Tuesday, August 21, 2012

The Cabo Test

Here's a passage from Roger's book that gets to the essence:
"A related issue is that many advocates for action have emphasized that climate policy requires sacrifice, as economic growth and environmental progress are necessarily incompatible with one another. This perspective has even been built into the scenarios of the IPCC, and is advocated by its chairman. However, experience shows quite clearly that when environmental and economic objectives are placed into opposition with one another in public or political forums, it is the economic goals that win out. I call this the iron law of climate policy....

"Some may wail and scream about this fundamental reality, and instead demand that people around the world reorder their values such that environmental objectives trump considerations of economic growth.

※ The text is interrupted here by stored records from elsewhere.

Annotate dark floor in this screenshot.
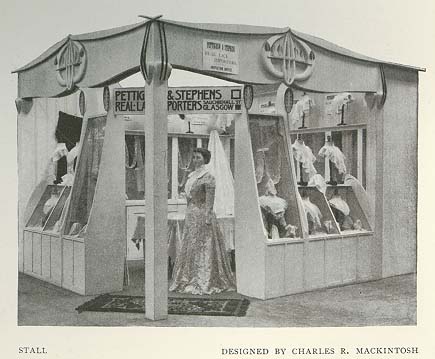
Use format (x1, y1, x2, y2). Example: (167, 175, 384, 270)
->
(18, 264, 416, 327)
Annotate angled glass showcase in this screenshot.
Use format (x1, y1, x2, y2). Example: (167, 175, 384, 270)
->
(248, 115, 302, 240)
(325, 185, 372, 234)
(26, 185, 68, 231)
(65, 115, 107, 237)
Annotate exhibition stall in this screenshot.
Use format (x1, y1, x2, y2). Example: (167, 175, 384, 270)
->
(15, 16, 421, 319)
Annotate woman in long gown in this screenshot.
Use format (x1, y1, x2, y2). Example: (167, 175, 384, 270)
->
(170, 148, 236, 295)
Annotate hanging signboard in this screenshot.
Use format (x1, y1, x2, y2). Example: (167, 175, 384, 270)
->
(202, 39, 239, 75)
(114, 87, 145, 115)
(167, 86, 242, 113)
(114, 86, 243, 115)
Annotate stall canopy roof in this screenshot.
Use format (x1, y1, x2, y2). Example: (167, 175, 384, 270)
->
(13, 18, 425, 99)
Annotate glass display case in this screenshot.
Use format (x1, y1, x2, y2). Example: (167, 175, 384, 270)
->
(65, 115, 107, 236)
(290, 127, 367, 188)
(43, 186, 71, 233)
(25, 185, 71, 232)
(248, 115, 303, 239)
(325, 185, 371, 234)
(298, 187, 340, 237)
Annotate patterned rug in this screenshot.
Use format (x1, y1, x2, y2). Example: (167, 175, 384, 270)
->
(76, 294, 250, 317)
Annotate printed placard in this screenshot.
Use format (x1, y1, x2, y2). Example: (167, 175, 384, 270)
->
(203, 39, 239, 75)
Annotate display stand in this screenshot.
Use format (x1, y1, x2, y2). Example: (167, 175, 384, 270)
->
(235, 85, 375, 299)
(22, 110, 125, 295)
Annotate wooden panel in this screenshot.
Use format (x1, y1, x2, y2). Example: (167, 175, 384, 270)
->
(357, 235, 373, 280)
(305, 240, 325, 289)
(62, 239, 74, 289)
(265, 244, 285, 298)
(50, 236, 62, 285)
(324, 238, 342, 286)
(73, 241, 85, 294)
(284, 242, 304, 294)
(234, 113, 267, 299)
(381, 68, 417, 277)
(84, 112, 126, 295)
(342, 237, 357, 283)
(23, 230, 33, 273)
(18, 232, 24, 272)
(41, 234, 51, 279)
(32, 233, 42, 276)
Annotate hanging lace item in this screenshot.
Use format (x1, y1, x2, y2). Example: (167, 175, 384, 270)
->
(61, 143, 79, 186)
(178, 138, 194, 191)
(125, 136, 145, 193)
(329, 195, 350, 216)
(125, 136, 137, 169)
(134, 136, 145, 193)
(250, 121, 282, 185)
(318, 142, 347, 174)
(290, 94, 315, 125)
(292, 139, 317, 177)
(308, 174, 327, 194)
(207, 130, 235, 217)
(52, 143, 68, 162)
(302, 197, 322, 230)
(332, 93, 354, 114)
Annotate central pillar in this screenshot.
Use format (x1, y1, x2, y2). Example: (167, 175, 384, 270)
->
(143, 21, 169, 320)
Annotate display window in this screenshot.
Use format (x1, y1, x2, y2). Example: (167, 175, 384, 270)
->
(65, 115, 107, 236)
(290, 127, 367, 188)
(249, 115, 302, 240)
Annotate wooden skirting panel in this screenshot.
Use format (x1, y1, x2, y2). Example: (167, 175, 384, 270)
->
(264, 233, 375, 299)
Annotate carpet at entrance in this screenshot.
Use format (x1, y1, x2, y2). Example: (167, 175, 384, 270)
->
(76, 294, 250, 317)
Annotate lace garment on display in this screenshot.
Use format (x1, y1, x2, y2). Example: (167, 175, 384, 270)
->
(52, 143, 68, 162)
(178, 138, 195, 193)
(302, 197, 322, 233)
(332, 93, 354, 114)
(259, 194, 295, 239)
(308, 174, 327, 194)
(329, 194, 354, 230)
(290, 94, 315, 125)
(329, 195, 350, 216)
(60, 144, 79, 186)
(250, 121, 283, 195)
(318, 142, 347, 174)
(292, 139, 317, 177)
(125, 135, 145, 196)
(207, 130, 234, 217)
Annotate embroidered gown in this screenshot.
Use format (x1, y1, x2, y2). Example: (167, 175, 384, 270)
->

Considerable effort has been expended by advocates on many issues in an effort to reshape societal values. The world's religions, for example, have been trying to reorder values for millennia. While over time value reshaping certainly occurs, there is little evidence to suggest that efforts to achieve a global value restructuring offer a useful path forward on decarbonization of the global economy, or improved resilience to climate extremes. Of course, people will try. Even so, for climate policy the reality is that the iron law of climate policy will hold fast for the foreseeable future. Those interested in real progress on decarbonization of the global economy should respond accordingly."

-- Roger Pielke Jr., The Carbon Fix, pg 59
Let's call this the Cabo Test: If today someone offered you a week-long, all-expenses vacation in Cabo San Lucas, in the finest beachside resort, would you turn it down because of the carbon emissions of the plane you'd fly in? I doubt more than a few percentage of people would decline it. Even the environmentally aware would start compromising in their head: I'll fly this time but will skip a vacation next year. I'll fly but will read a book about climate change. I'll fly but will buy carbon offsets.

I just re-read The Red Badge of Courage, and it's a little like the main character Henry Fleming: he runs from his first battle, and then spends the rest of the book trying to justify why he ran and how he can live with himself. In the end he convinces himself that fleeing was, in fact, a great thing: it will reduce his egotism, it would enable him to see truths more clearly, he believes he will gain "a large sympathy for the machinery of the universe." Ok, perhaps I'm reaching...but we are all selfish at heart, and climate policy needs to reflect that.

2 comments:

  1. Roger has ignored the simple and obvious difficulty of getting 60 votes in the Senate in order to come up with a variety of wise-sounding platitudes for his Breakthrough Institute pet projects.

    Other countries and a few US states have really started coming to grips with climate policy. His nonsense doesn't explain that, but Senate filibusters do.

    ReplyDelete
  2. . . . we are all selfish at heart, and climate policy needs to reflect that.

    We do not lack selfishness- the true heart of US climate policy.